While it is unfair to ask individuals to avoid making judgments about parties in a court case, it is not unreasonable to expect those decisions to be made after the facts have been presented. This case highlights the fact that rape victims are almost automatically discredited when they decide to report their case. The “supporters” of Kobe Bryant made their decision about his innocence and the dishonesty of the victim before the evidence was even available. The woman in question was labeled as a gold-digger, slut and manipulator and was crucified before the arraignment even took place.

Why is it that this woman is at fault because she went to Kobe’s room late at night? Should she have an obligation to have sex with him because she paid him a visit? Even if we assume that she found him attractive and wanted to have sex with him, she still has the right to change her mind.

Many of us would not be where we are today were it not for the simple freedom of changing one’s mind.

The law upholds the right of individuals to change their minds, even in the case of consensual sex. There is legal precedent that states that if a woman consents to sex, but then changes her mind during intercourse, the act must stop. Failing to respect the choice of a woman in that circumstance is considered rape.

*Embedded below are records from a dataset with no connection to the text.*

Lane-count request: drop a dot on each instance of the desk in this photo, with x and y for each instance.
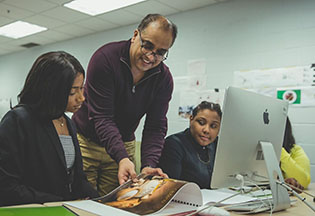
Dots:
(298, 209)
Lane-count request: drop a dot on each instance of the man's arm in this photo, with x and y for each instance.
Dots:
(155, 127)
(100, 90)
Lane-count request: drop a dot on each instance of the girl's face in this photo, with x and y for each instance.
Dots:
(76, 97)
(205, 126)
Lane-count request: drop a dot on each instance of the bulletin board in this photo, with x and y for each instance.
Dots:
(293, 84)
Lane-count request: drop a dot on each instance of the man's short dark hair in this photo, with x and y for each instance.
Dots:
(168, 25)
(49, 82)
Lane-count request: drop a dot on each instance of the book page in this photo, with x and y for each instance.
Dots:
(145, 195)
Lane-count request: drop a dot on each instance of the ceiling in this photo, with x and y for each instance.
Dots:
(64, 23)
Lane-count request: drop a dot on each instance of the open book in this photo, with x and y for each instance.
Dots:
(145, 195)
(150, 195)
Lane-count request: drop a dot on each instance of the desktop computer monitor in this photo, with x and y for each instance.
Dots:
(249, 119)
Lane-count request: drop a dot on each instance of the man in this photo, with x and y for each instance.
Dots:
(125, 81)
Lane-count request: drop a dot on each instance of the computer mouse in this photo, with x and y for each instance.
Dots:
(214, 211)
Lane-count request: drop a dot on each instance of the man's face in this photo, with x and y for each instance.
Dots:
(149, 46)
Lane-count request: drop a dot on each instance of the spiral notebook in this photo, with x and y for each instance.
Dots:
(147, 195)
(153, 195)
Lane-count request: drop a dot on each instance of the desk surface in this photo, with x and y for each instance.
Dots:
(298, 209)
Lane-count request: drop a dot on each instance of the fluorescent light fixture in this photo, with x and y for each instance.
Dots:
(20, 29)
(95, 7)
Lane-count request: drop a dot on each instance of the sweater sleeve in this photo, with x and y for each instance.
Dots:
(296, 165)
(100, 89)
(171, 159)
(155, 127)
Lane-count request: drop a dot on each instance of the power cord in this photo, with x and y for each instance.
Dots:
(213, 204)
(303, 199)
(268, 200)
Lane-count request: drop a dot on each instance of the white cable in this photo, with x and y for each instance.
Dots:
(213, 204)
(283, 184)
(268, 200)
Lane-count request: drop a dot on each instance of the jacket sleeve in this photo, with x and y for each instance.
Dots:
(155, 126)
(296, 165)
(171, 159)
(100, 97)
(12, 188)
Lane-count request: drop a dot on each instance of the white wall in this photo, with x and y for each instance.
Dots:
(230, 36)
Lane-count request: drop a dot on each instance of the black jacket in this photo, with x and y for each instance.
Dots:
(32, 161)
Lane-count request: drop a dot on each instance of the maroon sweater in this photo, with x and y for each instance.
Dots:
(114, 105)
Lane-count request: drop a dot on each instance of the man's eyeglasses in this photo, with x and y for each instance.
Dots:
(147, 47)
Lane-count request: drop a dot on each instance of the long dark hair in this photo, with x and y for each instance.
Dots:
(49, 82)
(288, 140)
(207, 105)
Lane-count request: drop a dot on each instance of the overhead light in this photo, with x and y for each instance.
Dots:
(20, 29)
(95, 7)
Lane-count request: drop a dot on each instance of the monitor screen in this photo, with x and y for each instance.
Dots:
(247, 119)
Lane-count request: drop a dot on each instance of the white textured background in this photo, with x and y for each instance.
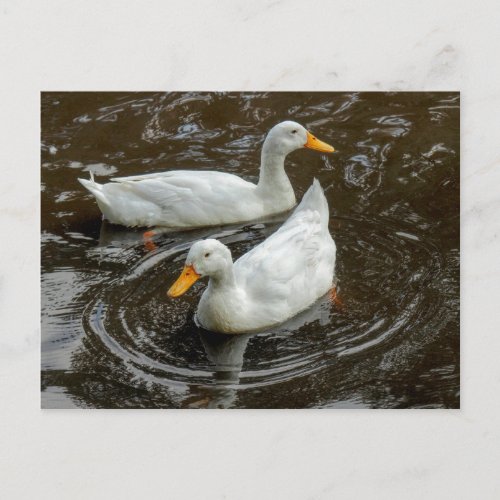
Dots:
(249, 45)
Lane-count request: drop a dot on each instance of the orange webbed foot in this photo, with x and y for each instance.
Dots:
(335, 299)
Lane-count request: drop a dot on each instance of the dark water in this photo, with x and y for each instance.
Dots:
(112, 339)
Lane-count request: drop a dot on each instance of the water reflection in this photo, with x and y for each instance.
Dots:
(111, 338)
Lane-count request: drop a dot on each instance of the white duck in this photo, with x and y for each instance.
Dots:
(191, 198)
(276, 280)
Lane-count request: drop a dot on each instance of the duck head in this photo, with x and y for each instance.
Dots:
(288, 136)
(205, 258)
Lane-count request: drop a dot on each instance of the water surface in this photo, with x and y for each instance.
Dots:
(112, 339)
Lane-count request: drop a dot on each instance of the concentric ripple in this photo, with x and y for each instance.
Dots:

This case along with all other high profile rape cases allow society the opportunity to show rape victims that we are receptive and supportive, yet more often than not we see the victim demonized which only further complicates the process of getting rapists convicted. If we truly feel that rape is a horrible crime, we must create a social climate that encourages rape victims to come forward and identify their attackers.

Adam Barr is a junior in the College.